El hombre volador hace desaparecer las monedas, gira un anillo de plata que lleva en uno de sus dedos rosados con la vista clavada en la de Dylan. Tiene escarcha blanca incrustada en las arrugas del cuello, como si hubiera varado en la playa, como si se hubiera cocido en sal que se hubiera ido evaporando poco a poco.

– Antes volaba muy bien -dice el hombre volador.

– Te he visto antes -dice Dylan, casi en un murmullo, descubriéndolo al tiempo que pronuncia las palabras.

– Ahora ya no -dice enfadado el hombre volador, luego se lame los labios-. Me cago en todo… -Se esfuerza por dar con las palabras-: Las ondas de aire no paran de tirarme al suelo.

– ¿Ondas de aire?

– Ajá. Eso. Ya no consigo mantenerme en el aire. Ese es el problema, tío. -De repente el hombre volador se fija en las monedas que relucen en la palma arrugada de su mano como fragmentos de un espejo iluminados por el sol en una cuneta fangosa-. ¿No tienes nada más, tío? ¿No me vas a dar nada más?

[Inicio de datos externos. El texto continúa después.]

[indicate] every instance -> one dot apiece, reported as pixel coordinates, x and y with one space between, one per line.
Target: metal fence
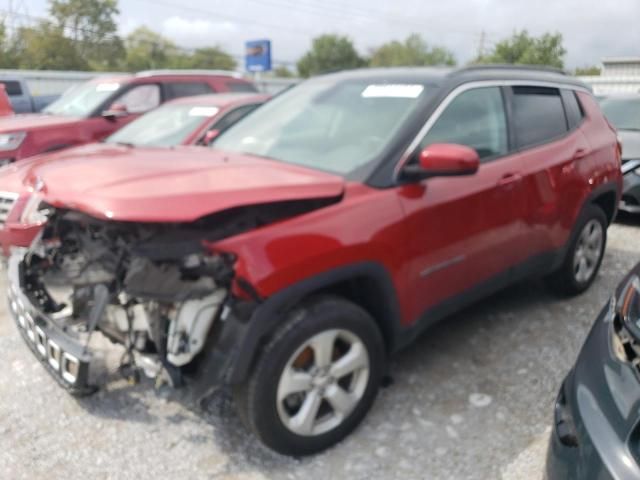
48 82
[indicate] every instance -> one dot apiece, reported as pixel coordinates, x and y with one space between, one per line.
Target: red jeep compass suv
323 232
93 110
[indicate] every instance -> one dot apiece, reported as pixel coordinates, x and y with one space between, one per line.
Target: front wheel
316 379
585 254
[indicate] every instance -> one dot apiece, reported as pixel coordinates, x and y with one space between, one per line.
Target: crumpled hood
168 185
630 144
32 121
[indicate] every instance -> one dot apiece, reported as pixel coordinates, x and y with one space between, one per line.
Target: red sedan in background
195 120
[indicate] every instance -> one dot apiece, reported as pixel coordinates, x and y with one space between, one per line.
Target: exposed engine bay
156 289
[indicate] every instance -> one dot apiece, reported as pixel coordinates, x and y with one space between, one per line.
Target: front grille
7 200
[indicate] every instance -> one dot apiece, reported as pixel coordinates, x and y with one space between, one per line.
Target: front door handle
508 179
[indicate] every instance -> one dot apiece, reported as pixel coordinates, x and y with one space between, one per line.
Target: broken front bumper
63 356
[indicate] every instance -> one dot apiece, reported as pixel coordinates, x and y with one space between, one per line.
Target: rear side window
475 118
12 88
572 106
187 89
538 115
241 87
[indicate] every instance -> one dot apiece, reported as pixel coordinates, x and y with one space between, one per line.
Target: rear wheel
585 254
316 379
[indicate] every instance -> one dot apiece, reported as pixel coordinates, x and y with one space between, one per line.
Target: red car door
466 232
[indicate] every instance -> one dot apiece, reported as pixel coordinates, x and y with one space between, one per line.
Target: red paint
5 104
47 132
449 159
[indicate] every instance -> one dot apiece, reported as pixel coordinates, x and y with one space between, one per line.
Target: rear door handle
509 179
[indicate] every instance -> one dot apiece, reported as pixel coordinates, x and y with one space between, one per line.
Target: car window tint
141 98
241 87
573 108
538 115
475 118
187 89
12 88
232 117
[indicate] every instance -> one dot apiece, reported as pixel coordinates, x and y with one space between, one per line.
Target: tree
588 71
92 26
45 47
209 57
414 51
523 49
147 49
329 53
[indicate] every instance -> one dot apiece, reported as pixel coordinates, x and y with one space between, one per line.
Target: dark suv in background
324 231
93 110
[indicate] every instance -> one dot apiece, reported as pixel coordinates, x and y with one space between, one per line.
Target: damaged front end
154 289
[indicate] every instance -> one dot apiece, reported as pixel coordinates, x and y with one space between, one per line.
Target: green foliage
588 71
329 53
414 51
523 49
147 49
45 47
91 25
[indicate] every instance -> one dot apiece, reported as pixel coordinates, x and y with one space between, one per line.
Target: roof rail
527 68
226 73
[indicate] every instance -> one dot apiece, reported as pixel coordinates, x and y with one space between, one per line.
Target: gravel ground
471 400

Dylan asiente en silencio, luego se desabrocha el cinturón y le entrega el billete doblado sin desplegarlo, sino lanzándolo como un chicle a la cuenca de la vasta mano agrietada del hombre volador.

– Ajá. ¿De veras me has visto volar?

El hombre volador alza la barbilla para señalar a los lejanos tejados por encima de Pacific y Nevins, hacia el tejado de la EP 38 y más allá, hacia las casas Wyckoff. Las gaviotas maniobran en el pálido cielo, llegadas de Coney Island o Red Hook.

Dylan Ebdus asiente de nuevo, luego huye del parque.